Benim en çok sevdiğim öyküler ise şunlar oldu: Geçtiğimiz Kırk Gün, Kimlikte Nurşen, Fehime Halamı Kaybedip Tekrar Bulduğumuz Gün, Ömer, Göçüp Gidenler Koleksiyoncusu, Son Attığın Kartopunun İçine Taş Sakladığını Bilmiyordum.

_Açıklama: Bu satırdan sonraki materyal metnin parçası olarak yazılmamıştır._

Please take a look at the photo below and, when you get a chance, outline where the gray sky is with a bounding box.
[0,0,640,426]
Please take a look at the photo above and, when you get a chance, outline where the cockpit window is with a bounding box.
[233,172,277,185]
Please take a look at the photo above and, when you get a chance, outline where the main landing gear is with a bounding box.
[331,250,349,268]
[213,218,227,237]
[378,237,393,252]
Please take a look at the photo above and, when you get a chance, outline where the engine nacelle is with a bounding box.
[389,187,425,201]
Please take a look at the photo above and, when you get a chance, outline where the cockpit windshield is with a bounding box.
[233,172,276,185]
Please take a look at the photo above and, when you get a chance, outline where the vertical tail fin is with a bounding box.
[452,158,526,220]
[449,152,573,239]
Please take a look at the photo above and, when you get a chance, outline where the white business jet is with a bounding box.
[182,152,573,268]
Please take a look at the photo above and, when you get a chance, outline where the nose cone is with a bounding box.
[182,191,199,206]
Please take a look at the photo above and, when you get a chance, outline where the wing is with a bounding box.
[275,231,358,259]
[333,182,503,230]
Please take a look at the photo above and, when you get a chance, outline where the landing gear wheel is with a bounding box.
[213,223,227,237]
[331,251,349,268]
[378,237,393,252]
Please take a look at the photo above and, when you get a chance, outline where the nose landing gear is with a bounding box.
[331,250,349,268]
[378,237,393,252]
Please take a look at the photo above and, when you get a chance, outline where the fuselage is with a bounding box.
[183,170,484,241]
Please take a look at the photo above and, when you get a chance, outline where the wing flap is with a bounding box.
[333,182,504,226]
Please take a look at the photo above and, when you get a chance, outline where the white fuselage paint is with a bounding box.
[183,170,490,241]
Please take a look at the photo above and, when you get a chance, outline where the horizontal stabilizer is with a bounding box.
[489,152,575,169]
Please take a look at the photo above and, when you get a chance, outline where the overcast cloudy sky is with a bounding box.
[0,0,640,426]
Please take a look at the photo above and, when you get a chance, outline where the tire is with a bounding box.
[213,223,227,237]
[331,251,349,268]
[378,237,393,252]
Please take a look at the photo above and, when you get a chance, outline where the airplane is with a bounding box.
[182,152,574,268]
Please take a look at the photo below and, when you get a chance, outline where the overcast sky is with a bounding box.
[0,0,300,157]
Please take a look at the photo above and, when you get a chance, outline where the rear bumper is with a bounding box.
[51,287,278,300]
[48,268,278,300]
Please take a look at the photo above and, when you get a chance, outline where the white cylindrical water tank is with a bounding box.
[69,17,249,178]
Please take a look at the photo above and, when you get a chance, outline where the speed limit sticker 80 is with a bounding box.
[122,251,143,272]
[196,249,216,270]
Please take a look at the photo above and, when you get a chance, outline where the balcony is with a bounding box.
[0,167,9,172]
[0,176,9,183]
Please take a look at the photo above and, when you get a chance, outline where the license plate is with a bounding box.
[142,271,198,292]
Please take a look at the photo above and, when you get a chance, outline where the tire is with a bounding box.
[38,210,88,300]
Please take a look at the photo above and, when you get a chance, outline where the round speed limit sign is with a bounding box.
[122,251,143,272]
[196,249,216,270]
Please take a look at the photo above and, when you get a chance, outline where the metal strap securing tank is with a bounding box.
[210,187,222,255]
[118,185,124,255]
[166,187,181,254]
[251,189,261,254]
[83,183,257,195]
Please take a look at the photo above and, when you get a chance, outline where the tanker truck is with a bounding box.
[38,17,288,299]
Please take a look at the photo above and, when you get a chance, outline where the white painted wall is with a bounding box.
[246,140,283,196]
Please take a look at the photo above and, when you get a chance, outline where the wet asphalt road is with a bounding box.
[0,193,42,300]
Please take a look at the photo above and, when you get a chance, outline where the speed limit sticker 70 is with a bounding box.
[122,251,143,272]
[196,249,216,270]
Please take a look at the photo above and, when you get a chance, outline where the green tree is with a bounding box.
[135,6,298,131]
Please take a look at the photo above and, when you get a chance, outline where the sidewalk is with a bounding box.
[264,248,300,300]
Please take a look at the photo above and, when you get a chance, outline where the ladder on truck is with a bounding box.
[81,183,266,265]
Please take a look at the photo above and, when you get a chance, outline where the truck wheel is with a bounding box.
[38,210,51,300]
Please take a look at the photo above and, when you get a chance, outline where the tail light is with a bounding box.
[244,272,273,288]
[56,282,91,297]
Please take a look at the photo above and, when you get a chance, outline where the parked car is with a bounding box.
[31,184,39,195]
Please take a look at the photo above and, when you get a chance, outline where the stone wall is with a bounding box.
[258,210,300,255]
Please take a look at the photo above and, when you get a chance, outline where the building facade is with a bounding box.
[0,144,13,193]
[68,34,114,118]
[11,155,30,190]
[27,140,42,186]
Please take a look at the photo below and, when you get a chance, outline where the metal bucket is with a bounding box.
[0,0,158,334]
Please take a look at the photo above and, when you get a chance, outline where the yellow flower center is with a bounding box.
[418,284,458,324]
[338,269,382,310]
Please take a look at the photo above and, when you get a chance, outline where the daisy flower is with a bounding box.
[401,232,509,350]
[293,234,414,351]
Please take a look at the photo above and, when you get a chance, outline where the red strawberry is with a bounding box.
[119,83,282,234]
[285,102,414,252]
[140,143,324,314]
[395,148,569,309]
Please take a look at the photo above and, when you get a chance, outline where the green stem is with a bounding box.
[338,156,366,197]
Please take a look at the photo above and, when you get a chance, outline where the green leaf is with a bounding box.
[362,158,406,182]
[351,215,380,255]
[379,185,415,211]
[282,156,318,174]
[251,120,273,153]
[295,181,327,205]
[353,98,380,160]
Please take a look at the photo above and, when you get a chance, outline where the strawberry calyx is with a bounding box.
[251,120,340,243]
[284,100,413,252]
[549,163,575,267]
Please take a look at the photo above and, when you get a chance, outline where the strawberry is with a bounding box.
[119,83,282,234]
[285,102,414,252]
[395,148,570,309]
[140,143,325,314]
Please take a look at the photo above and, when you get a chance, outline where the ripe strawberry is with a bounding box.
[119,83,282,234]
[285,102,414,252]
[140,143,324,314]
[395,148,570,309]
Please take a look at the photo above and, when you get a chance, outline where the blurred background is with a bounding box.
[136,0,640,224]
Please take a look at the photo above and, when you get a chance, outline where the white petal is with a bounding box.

Geçtiğimiz Kırk Gün’den ayrıca bahsetmek istiyorum. Yazarı sosyal medyadan takip edenler bilir. Şermin Yaşar’ın 2.eşi doktor Nedim Arda evlendikten 3 ay sonra kalp krizi geçirip vefat etmişti. Yazar yaşadığı süreci eşinin anısına öyle gerçek anlatmış ki okurken yüreğim yandı. Öyküden bir serzeniş paylaşmak istiyorum:

"Dediler ki sevdiğin ölünce kalbinde kırk mum yanar, her gün biri söner. Kırkıncı gün hepsi söner, biri bekler. O tek mum ebediyen yanar, acını o tek mum tutar. Ben buna inandım. Hayalimde otuz dokuz mum söndürdüm her gece üfleyerek, içimdeki cılız nefeslerle. Göğsümdeki sızı hafifler, kalbim tekrar toplanır, ciğerime derin bir nefes girer diye kırk gün bekledim. Geçtiğimiz kırk gün bu günü bekledim. Sabah uyandım, kendimi yokladım. Öğlen tekrar baktım. Kırkıncı ikindiyi beklerken kırkikindi yağmurları boşaldı gözlerimden. Gecesini bekledim ve de gece yarısını. Hiçbir şey olmadı yalanınız batsın dedim. İçimde tek bir mum kalacaktı hani, peki ne bu yürekteki bin dönümlük orman yangını?"

 

KİTAPTAN SEVDİĞİM ALINTILAR:

 

“O gün yutamadığım, boğazıma takılan, kursağımda kalan o şeyin ‘hevesim’ olduğunu yıllar sonra anlıyorum.”

 

"Morg neden tek heceli bir kelime, o gün anladım. İki heceli olsa çıkmaz insanın ağzından. Bir kerede söylüyorsun, boğazına takılıyor, sonunu duymuyorsun."

 

“Görünmez bir defter vardır babaların elinde, başkalarının sözüyle kapandığı çok olmuştur.”

 

“İntikam; taş atana taş atmak değil, taş atanı unutmak, atılan taşı saklamaktı benim dünyamda.”

 

“İnsan nasıl ki rüyalarından kendisi uyanamıyorsa, rüyadaymış gibi yaşadığı gerçeklikten de kendisi uyanamıyor.”

 

“Bu zamanla geçer dediğiniz zaman, takribi ne zaman ey insanlar?”

 

“Anlıyordum ki, fakirlik ve ucuzluk aynı şey; biri insana, biri eşyaya mahsus; ikisi de sevilmiyor, ikisinde de tüm samimiyetine rağmen değersizleşiyorsun.

 

"Hayatım boyunca bütün ‘ölümü öp'leri annem demiş, öpülmek için ölmekse babama düşmüştü."